Тут он коротко посмеялся и уселся прямо на учительский стол.
— Я ничего такого не делаю. — Я вдруг почувствовал потребность оправдаться. — Просто хочу, чтобы выглядело хорошо.
Хайтани уставился на меня так, будто я сказал самую очевидную и самую глупую вещь на свете.
— В этом-то и проблема, — рассудительным тоном пояснил он. — Гонишься за идеальностью и прячешься за аккуратностью. В твоих рисунках нет души. Они просто хорошие. Но хорошо — это не про искусство. Понимаешь?
Я, честно говоря, нихрена не понял, но что-то подсказывало, что объяснения будут еще более запутанными и туманными, поэтому молча моргнул и кивнул, будто понял.
— Скажи, — снова заговорил Хайтани, заглядывая прямо мне в глаза. — Ты сюда просто помалевать пришел? Или хочешь стать художником?
— Хочу стать художником, — выпалил я и густо покраснел, наверное, потому что впервые признался в этом и, тем более, вслух.
Хайтани же, с видом человека, только что произнесшего воодушевляющую речь, довольно улыбнулся.
— Отлично. Если хочешь этого добиться, — сказал он. — Тогда рисуй, а не черти схемы.
Что-то в его тоне и словах меня задело, но не в том смысле, что мне стало обидно или что-то вроде того. Скорее, возникло желание доказать, что я могу лучше, что я могу не просто симпатично.
— Остаешься?
Я с готовностью кивнул.
— Тогда тащи сюда мольберт и садись за него.

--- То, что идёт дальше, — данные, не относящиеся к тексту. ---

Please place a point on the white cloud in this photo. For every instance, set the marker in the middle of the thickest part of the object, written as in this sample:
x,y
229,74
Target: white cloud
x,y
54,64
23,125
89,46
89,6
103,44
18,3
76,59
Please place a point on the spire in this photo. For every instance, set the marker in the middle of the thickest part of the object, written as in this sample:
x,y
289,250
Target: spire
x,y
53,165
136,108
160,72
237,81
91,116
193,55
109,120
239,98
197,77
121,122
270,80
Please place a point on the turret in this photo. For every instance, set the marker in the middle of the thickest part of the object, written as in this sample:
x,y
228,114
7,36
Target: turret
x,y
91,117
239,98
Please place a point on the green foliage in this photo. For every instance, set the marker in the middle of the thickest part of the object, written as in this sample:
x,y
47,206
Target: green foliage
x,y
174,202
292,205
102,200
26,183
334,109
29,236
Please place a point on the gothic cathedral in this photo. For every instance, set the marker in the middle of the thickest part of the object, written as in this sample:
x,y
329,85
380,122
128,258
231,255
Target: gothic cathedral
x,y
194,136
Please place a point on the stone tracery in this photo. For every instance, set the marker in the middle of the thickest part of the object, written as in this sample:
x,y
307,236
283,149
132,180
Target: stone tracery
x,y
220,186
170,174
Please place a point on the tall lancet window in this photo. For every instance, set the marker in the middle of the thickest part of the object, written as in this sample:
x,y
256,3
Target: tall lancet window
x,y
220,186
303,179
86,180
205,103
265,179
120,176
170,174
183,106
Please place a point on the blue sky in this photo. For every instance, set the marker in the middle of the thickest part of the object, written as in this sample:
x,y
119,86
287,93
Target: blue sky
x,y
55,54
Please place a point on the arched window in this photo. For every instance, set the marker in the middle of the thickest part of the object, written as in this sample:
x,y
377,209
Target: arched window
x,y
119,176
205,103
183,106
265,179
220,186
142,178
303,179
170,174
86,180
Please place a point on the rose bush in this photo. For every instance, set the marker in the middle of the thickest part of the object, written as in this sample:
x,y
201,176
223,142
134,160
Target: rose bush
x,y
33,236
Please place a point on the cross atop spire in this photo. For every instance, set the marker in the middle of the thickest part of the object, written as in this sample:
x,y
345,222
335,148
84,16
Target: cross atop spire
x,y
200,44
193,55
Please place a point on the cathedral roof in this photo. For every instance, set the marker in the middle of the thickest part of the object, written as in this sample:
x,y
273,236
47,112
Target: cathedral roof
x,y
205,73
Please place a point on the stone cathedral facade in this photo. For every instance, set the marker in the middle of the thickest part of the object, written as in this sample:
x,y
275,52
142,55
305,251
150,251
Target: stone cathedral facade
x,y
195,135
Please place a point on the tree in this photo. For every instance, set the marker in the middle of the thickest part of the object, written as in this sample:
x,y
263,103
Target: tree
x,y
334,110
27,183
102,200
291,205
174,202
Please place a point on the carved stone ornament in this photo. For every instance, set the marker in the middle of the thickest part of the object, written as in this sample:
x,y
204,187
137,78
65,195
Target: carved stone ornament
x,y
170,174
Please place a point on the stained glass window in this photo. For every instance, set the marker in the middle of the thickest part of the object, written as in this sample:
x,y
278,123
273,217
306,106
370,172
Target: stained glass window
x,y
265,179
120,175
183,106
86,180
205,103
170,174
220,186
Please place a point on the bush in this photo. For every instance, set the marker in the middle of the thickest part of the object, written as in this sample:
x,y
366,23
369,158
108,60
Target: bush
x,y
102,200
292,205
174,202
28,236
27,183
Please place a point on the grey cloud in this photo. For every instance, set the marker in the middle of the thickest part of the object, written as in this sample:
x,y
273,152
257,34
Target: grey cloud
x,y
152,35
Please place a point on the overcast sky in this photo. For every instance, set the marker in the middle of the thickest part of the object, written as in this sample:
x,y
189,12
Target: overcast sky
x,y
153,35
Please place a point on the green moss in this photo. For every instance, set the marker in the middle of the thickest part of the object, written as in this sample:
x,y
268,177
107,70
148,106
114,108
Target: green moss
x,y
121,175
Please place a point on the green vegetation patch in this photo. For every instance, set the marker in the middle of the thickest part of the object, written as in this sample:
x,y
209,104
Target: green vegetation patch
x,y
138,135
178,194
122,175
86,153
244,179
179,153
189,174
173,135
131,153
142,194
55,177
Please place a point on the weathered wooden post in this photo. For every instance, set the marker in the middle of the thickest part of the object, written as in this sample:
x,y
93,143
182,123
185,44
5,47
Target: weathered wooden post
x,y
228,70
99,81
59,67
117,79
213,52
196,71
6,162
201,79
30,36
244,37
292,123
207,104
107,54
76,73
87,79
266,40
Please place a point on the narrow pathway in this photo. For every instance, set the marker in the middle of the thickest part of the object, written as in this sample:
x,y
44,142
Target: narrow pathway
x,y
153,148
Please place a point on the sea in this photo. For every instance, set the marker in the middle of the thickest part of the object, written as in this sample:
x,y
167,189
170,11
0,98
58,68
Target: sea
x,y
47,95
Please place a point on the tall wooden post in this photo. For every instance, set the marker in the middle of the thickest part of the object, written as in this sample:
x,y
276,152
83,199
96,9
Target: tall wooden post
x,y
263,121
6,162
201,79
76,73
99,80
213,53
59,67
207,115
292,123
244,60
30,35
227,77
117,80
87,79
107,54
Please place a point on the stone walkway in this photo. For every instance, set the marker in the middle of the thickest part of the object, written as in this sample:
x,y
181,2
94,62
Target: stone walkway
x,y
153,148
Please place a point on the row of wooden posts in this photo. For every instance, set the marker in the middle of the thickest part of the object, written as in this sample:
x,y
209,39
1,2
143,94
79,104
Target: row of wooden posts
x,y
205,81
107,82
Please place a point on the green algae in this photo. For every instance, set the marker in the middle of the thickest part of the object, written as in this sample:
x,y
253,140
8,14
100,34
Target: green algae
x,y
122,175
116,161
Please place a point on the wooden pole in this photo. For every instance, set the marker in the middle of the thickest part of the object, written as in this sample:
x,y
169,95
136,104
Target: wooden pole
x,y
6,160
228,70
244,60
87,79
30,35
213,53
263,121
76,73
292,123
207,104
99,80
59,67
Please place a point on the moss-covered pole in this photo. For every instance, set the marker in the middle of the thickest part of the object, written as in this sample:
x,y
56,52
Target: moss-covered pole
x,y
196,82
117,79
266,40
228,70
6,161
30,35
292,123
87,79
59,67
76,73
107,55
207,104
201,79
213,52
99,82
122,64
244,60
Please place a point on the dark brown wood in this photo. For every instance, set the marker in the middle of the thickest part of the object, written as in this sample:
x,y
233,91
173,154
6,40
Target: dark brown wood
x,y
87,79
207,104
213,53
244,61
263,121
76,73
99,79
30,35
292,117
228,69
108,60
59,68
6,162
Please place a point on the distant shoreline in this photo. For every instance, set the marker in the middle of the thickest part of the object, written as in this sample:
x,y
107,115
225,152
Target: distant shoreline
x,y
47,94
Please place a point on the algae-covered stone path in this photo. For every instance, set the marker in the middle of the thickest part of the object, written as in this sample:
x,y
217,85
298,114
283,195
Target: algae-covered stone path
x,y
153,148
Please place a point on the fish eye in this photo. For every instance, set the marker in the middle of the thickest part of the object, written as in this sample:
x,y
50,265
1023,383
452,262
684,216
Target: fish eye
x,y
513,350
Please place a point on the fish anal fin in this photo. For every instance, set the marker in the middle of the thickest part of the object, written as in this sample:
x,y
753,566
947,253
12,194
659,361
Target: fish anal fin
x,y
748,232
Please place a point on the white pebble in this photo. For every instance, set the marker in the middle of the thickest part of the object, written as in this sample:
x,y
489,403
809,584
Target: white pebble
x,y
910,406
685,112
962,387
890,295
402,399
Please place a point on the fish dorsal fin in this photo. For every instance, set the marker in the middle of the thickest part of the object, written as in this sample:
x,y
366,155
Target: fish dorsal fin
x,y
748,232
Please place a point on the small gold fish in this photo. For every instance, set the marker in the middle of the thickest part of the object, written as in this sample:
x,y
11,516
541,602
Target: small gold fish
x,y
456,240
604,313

Вскоре подтянулись другие члены клуба. Всего собралось двенадцать человек. Были ученики с классов младше, старшеклассники и несколько ребят с моей параллели. Хайтани представил меня членам клуба, а после дал задание нарисовать автопортрет.
Отодвинув парты, мы расположились в центре кабинета с мольбертами. Пока мы рисовали, Хайтани неспешно прогуливался вокруг нас, подходил по очереди к каждому и сыпал комментариями.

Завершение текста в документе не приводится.